Chiba Tanetsuna (千葉胤綱)
Tanetsuna CHIBA (November 14, 1208 – July 1, 1228) was a busho (Japanese military commander) in the early Kamakura period. He was the 6th family head of the Chiba clan. He was a son of the 5th family head, Naritane CHIBA.
His common name was Chibanosuke. In 1218, he succeeded to his father and became the family head. In July, 1219, he distinguished himself in receiving FUJIWARA no Yoritsune as the 4th shogun from Kyoto and returning him safely to Kamakura. In 1221, during the Jokyu War, he moved along the Tokaido toward the west with Yasutoki HOJO, and distinguished himself. On July 8, 1228, he died young at the age of 21, and his younger brother, Tokitane CHIBA is said to have succeeded to him ("Azuma Kagami" [The Mirror of the East], "Chiba Taikeizu").
However, the 'Chibanosuke Daidai Gosenzo Shidai' written in a family register of deaths of Hondo-ji Temple has a record, '4th, Tanetsuna, 31 years old, July 8, 1228,' and there is also a problem of how a samurai as young as 14 years old could lead an army in the Jokyu War, and accordingly, there is another argument that he was born in 1198 adopting his age of death being 31, and that Tokitane and Yasutsuna CHIBA brohthers, who were indicated as children of Naritane (younger brother of Tanetsuna) in "Chiba Taikeizu," were biological children of Tanetsuna.

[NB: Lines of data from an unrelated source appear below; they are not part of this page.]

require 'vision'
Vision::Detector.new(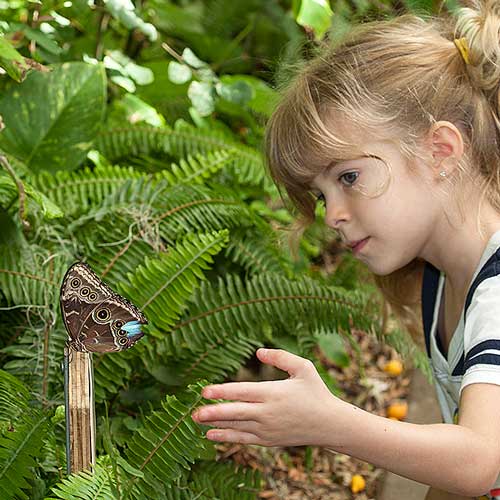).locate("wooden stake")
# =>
[64,347,96,474]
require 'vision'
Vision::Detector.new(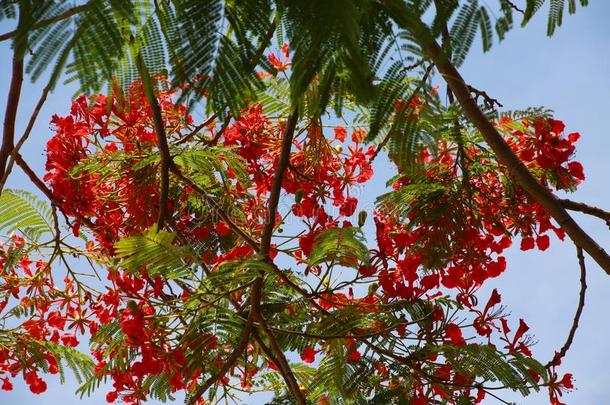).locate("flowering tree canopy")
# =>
[0,0,610,405]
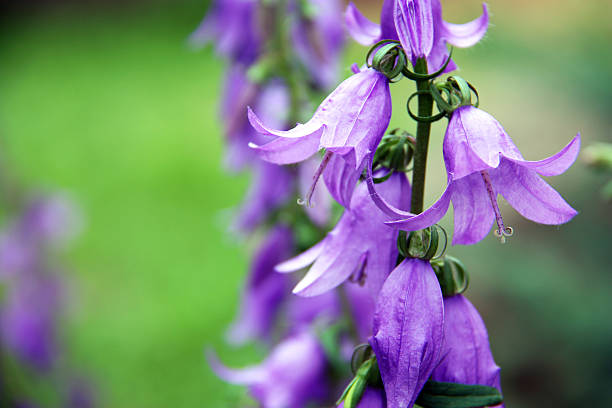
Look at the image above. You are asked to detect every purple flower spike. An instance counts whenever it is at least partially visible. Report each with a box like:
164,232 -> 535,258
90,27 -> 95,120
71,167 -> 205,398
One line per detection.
228,226 -> 293,344
189,0 -> 261,65
431,295 -> 501,406
249,68 -> 391,207
370,259 -> 444,408
208,331 -> 328,408
276,173 -> 410,296
339,387 -> 387,408
345,0 -> 489,72
234,161 -> 293,232
384,106 -> 580,245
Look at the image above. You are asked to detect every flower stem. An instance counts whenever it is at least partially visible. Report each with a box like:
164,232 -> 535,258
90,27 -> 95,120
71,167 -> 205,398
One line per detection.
410,58 -> 433,214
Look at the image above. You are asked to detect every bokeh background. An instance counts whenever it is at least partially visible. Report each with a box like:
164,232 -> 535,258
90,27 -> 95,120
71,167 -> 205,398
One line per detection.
0,0 -> 612,408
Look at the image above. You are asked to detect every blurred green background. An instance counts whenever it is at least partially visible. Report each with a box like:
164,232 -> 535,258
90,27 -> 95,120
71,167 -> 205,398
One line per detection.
0,0 -> 612,408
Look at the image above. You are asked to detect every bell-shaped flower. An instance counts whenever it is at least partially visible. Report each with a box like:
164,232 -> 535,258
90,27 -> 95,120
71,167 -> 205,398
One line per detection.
228,225 -> 293,344
220,65 -> 289,171
374,106 -> 580,245
276,173 -> 410,296
208,331 -> 328,408
298,155 -> 332,227
189,0 -> 261,65
249,68 -> 391,207
291,0 -> 344,90
431,295 -> 501,406
370,258 -> 444,408
345,0 -> 489,72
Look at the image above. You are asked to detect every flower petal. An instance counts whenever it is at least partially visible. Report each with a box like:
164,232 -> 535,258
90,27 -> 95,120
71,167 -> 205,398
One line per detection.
490,159 -> 577,225
323,153 -> 363,209
451,173 -> 495,245
274,238 -> 327,273
344,1 -> 380,45
508,133 -> 580,176
431,295 -> 501,391
385,182 -> 453,231
442,3 -> 489,48
370,259 -> 444,407
393,0 -> 434,63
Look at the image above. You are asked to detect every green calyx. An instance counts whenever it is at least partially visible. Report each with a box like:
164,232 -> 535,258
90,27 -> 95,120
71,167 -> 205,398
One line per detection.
372,129 -> 415,177
431,255 -> 470,297
366,40 -> 408,82
336,344 -> 382,408
397,224 -> 448,261
416,380 -> 503,408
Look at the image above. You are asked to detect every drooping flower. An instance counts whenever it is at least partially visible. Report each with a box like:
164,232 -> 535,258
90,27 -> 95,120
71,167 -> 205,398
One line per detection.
276,173 -> 410,296
189,0 -> 261,65
234,161 -> 293,232
220,69 -> 289,171
345,0 -> 489,72
374,106 -> 580,245
292,0 -> 344,89
208,331 -> 328,408
370,258 -> 444,408
298,155 -> 332,227
228,225 -> 293,344
431,295 -> 501,406
249,68 -> 391,207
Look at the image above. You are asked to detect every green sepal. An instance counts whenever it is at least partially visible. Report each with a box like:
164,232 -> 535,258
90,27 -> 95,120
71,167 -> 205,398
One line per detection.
416,380 -> 503,408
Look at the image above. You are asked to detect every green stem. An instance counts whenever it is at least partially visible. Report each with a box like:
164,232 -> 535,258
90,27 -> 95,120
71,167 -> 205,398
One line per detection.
410,58 -> 433,214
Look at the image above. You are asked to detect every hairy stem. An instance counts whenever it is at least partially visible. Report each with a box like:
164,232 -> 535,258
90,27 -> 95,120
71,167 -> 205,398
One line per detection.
410,58 -> 433,214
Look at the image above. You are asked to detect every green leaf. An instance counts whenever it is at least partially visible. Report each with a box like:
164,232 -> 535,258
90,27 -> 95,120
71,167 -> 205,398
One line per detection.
416,381 -> 503,408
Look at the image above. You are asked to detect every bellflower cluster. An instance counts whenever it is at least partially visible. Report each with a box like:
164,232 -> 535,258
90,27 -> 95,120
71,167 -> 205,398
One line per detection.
202,0 -> 580,408
0,197 -> 93,407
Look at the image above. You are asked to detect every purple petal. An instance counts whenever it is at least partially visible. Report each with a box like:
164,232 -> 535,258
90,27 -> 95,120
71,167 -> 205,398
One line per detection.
323,154 -> 363,209
385,182 -> 453,231
274,238 -> 328,273
207,331 -> 328,408
508,133 -> 580,176
432,295 -> 501,404
228,225 -> 293,344
344,2 -> 381,45
443,106 -> 523,180
490,159 -> 577,225
393,0 -> 434,63
338,387 -> 387,408
298,155 -> 333,227
434,0 -> 489,48
370,259 -> 444,407
451,173 -> 495,245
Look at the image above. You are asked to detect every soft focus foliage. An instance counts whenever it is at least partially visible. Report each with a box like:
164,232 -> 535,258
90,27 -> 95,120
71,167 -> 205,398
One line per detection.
0,0 -> 612,408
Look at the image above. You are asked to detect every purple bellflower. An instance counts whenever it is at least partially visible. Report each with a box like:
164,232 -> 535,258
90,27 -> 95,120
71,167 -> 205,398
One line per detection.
431,295 -> 501,406
189,0 -> 261,65
345,0 -> 489,72
220,66 -> 289,171
249,67 -> 391,207
370,258 -> 444,408
292,0 -> 344,89
228,225 -> 293,344
208,331 -> 328,408
374,106 -> 580,245
276,173 -> 410,296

According to "Kokon chomon ju" (A collection of Tales Heard, Past and Present), when Yoshimura MIURA, who was dominating as an authority at that time, saw Tanetsuna, as a young man, take a seat for more valuable person than the one Yoshimura took in the room for samurais in the Shogun's palace and said sarcastictically, 'that dog from Shimousa Province would not know where to find a bed,' then Tanetsuna is said to have fought back saying 'that dog of the Miura family would eat a friend,' and criticized Yoshimura's betrayal at the Battle of Wada.